C’è chi sta bene a casa propria, sta bene nelle vesti del pantofolaio e passa la domenica seduto sul divano, a guardare la tv. Ma c’è anche chi non riesce a stare un attimo a casa. Il fenomeno è noto come wanderlust: la “sete” di scoprire nuovi posti non si esaurisce mai. Secondo alcuni studi il fenomeno sarebbe collegato ad un gene del DNA, il DRD4, che è associato ai livelli di dopamina nel cervello.
Un altro gene, il DRD4-7R, è stato rinominato il gene della Wanderlust, grazie alla sua correlazione con grandi livelli di curiosità e irrequietezza. Il gene non è presente in tutti: solo il 20% della popolazione ce l’ha ed è più comune nelle regioni in cui il passato e la storia hanno spinto i popoli a migrare.

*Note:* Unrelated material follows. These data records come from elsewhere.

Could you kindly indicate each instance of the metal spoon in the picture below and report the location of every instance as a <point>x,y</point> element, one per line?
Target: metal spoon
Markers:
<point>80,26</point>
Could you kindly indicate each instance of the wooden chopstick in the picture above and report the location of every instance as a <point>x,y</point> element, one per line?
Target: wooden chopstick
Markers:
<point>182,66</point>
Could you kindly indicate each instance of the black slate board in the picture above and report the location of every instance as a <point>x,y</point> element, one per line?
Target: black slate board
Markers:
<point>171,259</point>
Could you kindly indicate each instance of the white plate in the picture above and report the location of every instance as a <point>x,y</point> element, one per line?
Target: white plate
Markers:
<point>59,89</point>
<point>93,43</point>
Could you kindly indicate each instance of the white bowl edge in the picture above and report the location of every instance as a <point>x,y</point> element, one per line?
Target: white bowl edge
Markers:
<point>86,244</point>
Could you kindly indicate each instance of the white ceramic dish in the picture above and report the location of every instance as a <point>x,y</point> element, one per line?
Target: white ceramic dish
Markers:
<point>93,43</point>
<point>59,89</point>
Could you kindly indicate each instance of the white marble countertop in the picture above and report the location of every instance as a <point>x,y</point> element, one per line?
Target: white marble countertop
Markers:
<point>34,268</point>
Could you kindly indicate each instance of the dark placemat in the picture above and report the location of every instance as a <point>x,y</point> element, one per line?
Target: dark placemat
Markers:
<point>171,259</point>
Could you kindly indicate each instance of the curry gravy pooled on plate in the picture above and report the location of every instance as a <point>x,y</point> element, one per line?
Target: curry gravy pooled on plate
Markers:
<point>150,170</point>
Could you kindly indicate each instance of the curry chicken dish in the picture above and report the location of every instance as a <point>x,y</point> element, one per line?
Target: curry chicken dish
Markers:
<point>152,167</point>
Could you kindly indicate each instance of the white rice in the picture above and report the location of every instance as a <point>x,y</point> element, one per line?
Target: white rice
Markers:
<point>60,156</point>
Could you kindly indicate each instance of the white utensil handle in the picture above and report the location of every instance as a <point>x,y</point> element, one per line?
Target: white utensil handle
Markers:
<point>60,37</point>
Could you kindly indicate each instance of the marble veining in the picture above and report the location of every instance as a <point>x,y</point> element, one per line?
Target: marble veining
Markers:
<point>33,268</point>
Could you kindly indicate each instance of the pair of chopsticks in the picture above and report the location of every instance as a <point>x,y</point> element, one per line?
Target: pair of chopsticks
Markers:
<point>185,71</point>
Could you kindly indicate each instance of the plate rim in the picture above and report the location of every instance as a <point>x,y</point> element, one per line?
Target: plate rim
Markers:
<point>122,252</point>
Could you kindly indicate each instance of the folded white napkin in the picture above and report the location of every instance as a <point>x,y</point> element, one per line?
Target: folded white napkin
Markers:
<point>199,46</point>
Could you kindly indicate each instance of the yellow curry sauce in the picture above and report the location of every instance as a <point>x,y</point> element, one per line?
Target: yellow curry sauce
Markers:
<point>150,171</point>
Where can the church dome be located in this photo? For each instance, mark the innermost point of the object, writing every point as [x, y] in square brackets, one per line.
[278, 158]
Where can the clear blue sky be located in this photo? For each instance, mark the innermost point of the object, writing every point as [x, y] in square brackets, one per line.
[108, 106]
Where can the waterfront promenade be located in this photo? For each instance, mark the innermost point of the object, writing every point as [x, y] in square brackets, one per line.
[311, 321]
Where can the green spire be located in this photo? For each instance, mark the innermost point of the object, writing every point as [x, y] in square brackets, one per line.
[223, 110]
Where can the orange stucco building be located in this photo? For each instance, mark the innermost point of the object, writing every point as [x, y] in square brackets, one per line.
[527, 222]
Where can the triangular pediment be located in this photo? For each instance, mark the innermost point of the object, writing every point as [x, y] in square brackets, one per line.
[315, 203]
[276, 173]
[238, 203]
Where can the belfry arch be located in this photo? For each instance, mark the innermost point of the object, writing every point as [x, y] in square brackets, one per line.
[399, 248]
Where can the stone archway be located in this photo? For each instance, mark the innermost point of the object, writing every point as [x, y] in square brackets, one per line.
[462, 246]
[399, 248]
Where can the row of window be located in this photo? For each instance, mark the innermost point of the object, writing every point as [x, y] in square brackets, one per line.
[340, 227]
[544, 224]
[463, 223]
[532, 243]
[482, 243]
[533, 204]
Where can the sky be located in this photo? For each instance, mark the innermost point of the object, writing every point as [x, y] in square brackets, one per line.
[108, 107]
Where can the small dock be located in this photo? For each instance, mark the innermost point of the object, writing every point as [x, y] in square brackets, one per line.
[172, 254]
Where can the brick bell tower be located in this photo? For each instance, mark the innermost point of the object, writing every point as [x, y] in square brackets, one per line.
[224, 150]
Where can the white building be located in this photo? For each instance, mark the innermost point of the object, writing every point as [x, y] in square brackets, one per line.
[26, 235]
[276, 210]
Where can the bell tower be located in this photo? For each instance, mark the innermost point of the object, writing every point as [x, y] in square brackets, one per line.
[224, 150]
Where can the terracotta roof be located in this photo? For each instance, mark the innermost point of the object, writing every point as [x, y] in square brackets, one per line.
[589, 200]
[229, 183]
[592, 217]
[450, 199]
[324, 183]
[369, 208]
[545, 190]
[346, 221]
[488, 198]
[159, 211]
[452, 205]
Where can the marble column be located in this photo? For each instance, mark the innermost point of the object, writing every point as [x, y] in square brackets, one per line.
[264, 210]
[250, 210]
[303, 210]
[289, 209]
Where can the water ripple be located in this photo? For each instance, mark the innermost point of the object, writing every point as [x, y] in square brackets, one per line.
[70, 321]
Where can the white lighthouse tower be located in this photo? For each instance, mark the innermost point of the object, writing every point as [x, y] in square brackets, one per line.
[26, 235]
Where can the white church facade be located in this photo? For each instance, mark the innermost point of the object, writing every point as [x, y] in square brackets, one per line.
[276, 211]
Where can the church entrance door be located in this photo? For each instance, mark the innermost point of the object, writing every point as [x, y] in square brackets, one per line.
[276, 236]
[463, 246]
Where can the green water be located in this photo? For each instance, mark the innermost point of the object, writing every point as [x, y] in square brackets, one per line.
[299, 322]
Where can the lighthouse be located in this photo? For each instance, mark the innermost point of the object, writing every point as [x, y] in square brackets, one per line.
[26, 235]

Secondo un altro studio fatto da David Dobbs della National Geographic, il gene DND4-7R apparterrebbe a persone che sono “più predisposte al rischio, a esplorare nuovi posti, cibi, idee, relazioni, droghe o opportunità sessuali”. Dobbs non tralascia l’aspetto delle migrazioni, confermando che questo gene è più comune tra i popoli moderni che hanno affrontato (e tutt’ora affrontano) una storia di spostamenti e trasferimenti nel tempo.
Secondo un’altra ricerca di Garret Lo Porto dell’Huffington Post, il gene DRD4-7R è causato da un comportamento che risale ai tempi dell’uomo di Neanderthal, il che renderebbe chi lo possiede completamente “fuori controllo”.
Finora, non avevo mai letto il desiderio di andare in montagna con questa chiave di lettura. C’è un enorme quantità di persone che conducono durante la settimana una vita apparentemente normale, ma in realtà sanno che si stanno caricando per il weekend che passeranno in montagna. E passano tutte le sere della settimana a fantasticare studiando guide e documentandosi. Queste persone hanno al loro interno l’impulso all’esplorazione. Io stesso, in tempi neanche troppo remoti, avevo il bagagliaio della macchina sempre pronto con tenda ed attrezzi per arrampicare. Il venerdì dopo il lavoro si partiva, e non si tornava a casa quasi mai prima di domenica sera. Eravamo più giovani, potevamo dormire dove capitava: il più delle volte la tenda era piantata a poche decine di metri dall’automobile parcheggiata nei pressi dei passi di montagna.
Ho sempre pensato che sentiamo il bisogno di avvicinarci alla natura, nella misura in cui la via cittadina ci allontana, e nella misura in cui nella nostra testa si è creato uno spazio nuovo, diverso. L’uccellino che è nato un gabbia sarà sicuramente infelice, ma senza sapere in realtà cosa fare.
Nella nostra società è in atto un fenomeno parallelo: sono in aumento i casi di persone che fuggono dalla vita “cittadina” e vanno a stare in posti dove si vive ancora a contatto con la natura. Per esempio così hanno fatto i miei amici Marina ed Enrico, che a primavera del 2008 hanno lasciato la vita cittadina per prendere in gestione il Rifugio Crosta, a 1750 m. d’altitudine, all’imbocco del vallone di Solcio. Posto in un bellissimo alpeggio, dove gli unici rumori sono quelli dei campanacci, distante 12 Km dall’ultimo avamposto “civilizzato”, la piccola cittadina di Varzo. E il loro umore ovviamente è subito salito alle stelle, e mai sceso.
La loro storia è simile a quella di Maurizio e Carla, che nel 2003 lasciano Ferrara per andare a vivere a malga Sorgazza in Val Malene, una vallata a sud di Cima d’Asta, nel gruppo montuoso dei Lagorai.
Persone, un esercito di persone, che avevano bisogno di sentirsi migliori, e vivono il loro “into the wild” in una nuova dimensione. Purtroppo a Christopher McCandless, giovane appena laureato del West Virginia, andò decisamente peggio.